Who he is
For most of American history, you could not just apply to design a coin. The work went to the Mint's own engraving staff, or — on rare occasions — to a famous sculptor the government courted by hand. Then, in 2003, the Mint tried something new. It launched the Artistic Infusion Program: a roster of outside artists, chosen by competition, who would submit designs alongside the in-house engravers. Richard Masters made the first cut, as one of its founding Master Designers. Two decades later, he is the only one of those inaugural artists still working.

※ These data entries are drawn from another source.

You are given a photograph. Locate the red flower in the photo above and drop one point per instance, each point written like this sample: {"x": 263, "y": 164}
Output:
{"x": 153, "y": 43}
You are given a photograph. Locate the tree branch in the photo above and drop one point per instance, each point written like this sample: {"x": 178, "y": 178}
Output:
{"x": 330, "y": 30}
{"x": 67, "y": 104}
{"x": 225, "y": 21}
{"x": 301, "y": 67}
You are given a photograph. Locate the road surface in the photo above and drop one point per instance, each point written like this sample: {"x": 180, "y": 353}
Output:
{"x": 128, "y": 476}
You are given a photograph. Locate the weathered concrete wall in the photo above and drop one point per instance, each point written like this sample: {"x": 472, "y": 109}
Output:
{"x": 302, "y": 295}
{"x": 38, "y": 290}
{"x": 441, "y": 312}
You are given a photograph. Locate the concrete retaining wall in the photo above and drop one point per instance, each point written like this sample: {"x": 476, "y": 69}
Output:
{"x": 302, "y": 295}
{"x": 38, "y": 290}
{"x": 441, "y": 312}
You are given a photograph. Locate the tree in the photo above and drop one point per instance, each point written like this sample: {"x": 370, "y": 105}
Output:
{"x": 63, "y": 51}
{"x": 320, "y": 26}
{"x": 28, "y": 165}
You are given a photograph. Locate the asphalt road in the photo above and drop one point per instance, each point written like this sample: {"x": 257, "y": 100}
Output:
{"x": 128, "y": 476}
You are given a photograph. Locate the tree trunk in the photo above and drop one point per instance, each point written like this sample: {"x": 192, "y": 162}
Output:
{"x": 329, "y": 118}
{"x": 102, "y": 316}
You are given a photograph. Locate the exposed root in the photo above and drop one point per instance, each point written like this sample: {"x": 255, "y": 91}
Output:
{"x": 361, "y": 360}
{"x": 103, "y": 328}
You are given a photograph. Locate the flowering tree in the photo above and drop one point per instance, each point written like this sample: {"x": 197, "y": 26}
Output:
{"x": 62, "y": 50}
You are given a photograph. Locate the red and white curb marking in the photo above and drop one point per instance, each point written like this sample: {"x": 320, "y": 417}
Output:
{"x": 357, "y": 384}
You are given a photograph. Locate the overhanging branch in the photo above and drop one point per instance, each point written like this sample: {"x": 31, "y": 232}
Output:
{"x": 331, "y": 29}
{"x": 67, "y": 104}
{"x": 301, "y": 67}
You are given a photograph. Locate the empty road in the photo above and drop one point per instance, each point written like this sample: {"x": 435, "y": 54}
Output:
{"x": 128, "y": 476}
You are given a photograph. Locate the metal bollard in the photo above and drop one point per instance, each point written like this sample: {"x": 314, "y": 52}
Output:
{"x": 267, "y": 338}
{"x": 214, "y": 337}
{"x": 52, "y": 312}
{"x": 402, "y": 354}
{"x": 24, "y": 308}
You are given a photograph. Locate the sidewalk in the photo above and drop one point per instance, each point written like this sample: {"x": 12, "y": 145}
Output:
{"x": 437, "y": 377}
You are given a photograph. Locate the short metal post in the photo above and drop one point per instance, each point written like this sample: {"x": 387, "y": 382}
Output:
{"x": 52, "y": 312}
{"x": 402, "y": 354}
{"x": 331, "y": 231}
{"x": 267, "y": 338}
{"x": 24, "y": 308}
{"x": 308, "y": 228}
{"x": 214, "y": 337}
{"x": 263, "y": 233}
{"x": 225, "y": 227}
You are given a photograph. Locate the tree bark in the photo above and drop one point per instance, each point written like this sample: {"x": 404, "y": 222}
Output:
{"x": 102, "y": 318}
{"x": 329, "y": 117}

Here is the part that surprises people. Getting picked for the program is not the same as getting a coin. Masters' own studio gallery puts the number plainly: over twenty-some years he has submitted designs for more than 160 coin and medal programs, and 37 of them have been struck. The rest are drawings the public never sees — losing entries in a quiet, relentless competition the Mint runs for nearly every coin it makes. A "Richard Masters coin" is the survivor of a long string of near-misses.

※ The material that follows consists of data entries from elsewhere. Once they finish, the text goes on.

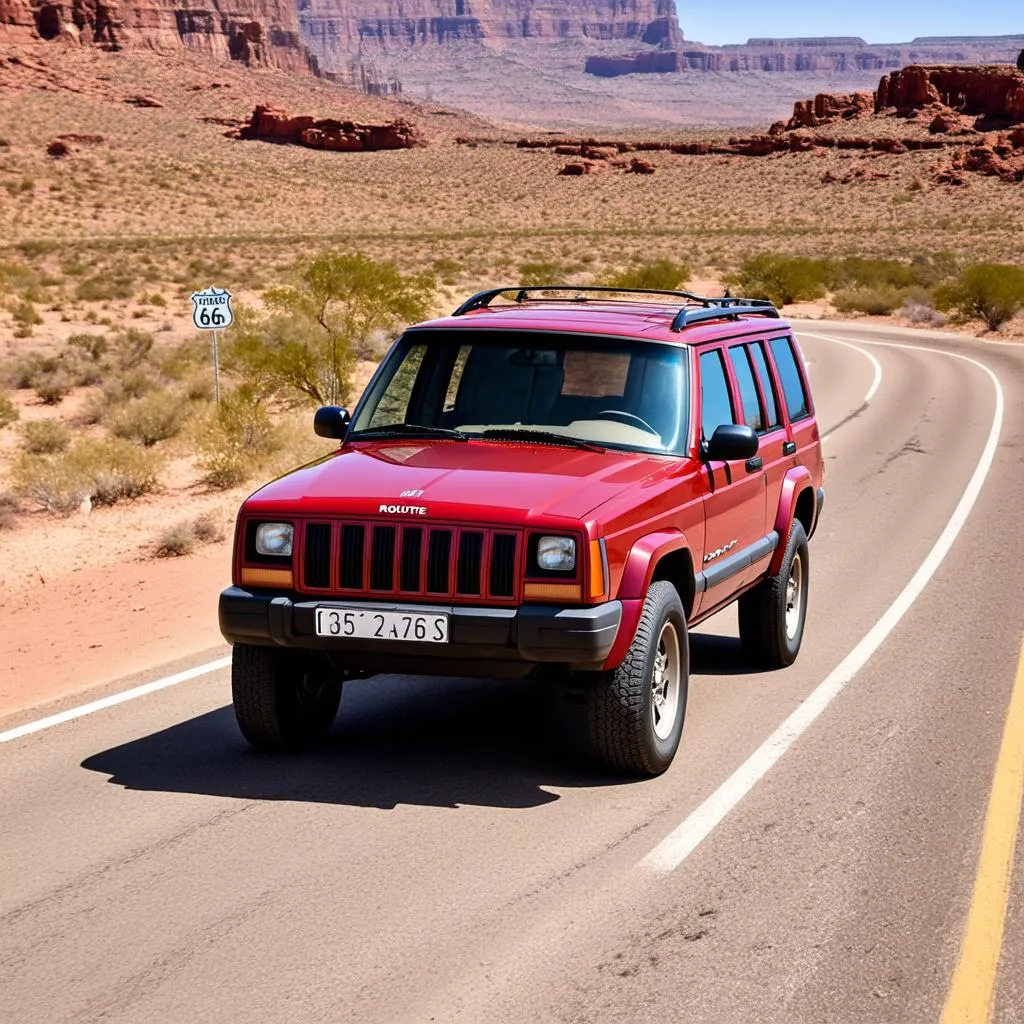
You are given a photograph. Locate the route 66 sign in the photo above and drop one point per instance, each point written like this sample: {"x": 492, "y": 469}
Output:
{"x": 212, "y": 309}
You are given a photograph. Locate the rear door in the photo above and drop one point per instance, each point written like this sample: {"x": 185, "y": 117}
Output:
{"x": 734, "y": 492}
{"x": 775, "y": 450}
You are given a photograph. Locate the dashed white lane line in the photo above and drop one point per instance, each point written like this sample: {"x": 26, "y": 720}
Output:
{"x": 685, "y": 838}
{"x": 876, "y": 379}
{"x": 115, "y": 698}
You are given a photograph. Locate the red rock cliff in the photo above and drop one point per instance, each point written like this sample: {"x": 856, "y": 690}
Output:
{"x": 255, "y": 32}
{"x": 337, "y": 28}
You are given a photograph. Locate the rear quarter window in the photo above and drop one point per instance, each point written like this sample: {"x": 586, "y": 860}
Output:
{"x": 788, "y": 375}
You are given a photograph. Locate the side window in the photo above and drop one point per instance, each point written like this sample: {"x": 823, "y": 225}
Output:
{"x": 788, "y": 374}
{"x": 748, "y": 389}
{"x": 767, "y": 385}
{"x": 394, "y": 402}
{"x": 716, "y": 407}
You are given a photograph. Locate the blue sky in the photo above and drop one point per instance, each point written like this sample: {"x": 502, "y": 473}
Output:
{"x": 719, "y": 22}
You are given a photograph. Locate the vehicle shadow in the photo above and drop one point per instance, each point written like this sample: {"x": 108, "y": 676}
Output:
{"x": 712, "y": 654}
{"x": 398, "y": 739}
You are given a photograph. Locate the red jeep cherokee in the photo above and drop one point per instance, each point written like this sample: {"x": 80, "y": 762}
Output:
{"x": 550, "y": 480}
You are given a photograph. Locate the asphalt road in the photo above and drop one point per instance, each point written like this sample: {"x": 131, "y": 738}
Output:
{"x": 446, "y": 859}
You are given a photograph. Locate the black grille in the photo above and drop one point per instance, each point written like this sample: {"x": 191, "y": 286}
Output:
{"x": 470, "y": 562}
{"x": 316, "y": 570}
{"x": 351, "y": 557}
{"x": 382, "y": 558}
{"x": 412, "y": 552}
{"x": 503, "y": 566}
{"x": 438, "y": 561}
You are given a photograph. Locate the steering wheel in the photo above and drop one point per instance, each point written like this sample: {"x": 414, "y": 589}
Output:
{"x": 619, "y": 414}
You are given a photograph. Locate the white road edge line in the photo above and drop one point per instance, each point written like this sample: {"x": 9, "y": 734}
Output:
{"x": 115, "y": 698}
{"x": 876, "y": 380}
{"x": 685, "y": 838}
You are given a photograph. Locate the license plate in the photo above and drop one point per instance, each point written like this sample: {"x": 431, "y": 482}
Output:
{"x": 369, "y": 625}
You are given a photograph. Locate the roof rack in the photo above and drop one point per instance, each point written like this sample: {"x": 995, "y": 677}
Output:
{"x": 708, "y": 308}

He came to it the long way. Born in Sioux City, Iowa, in 1955, Masters earned three degrees — a BA, an MA, and a Master of Fine Arts — from the University of Iowa, then taught graphic design for nearly two decades at the University of Wisconsin–Oshkosh. He was, in other words, not a coin man by trade. He was a draftsman, a teacher, and — by his own account — a collector since childhood, who answered a call for artists and kept winning.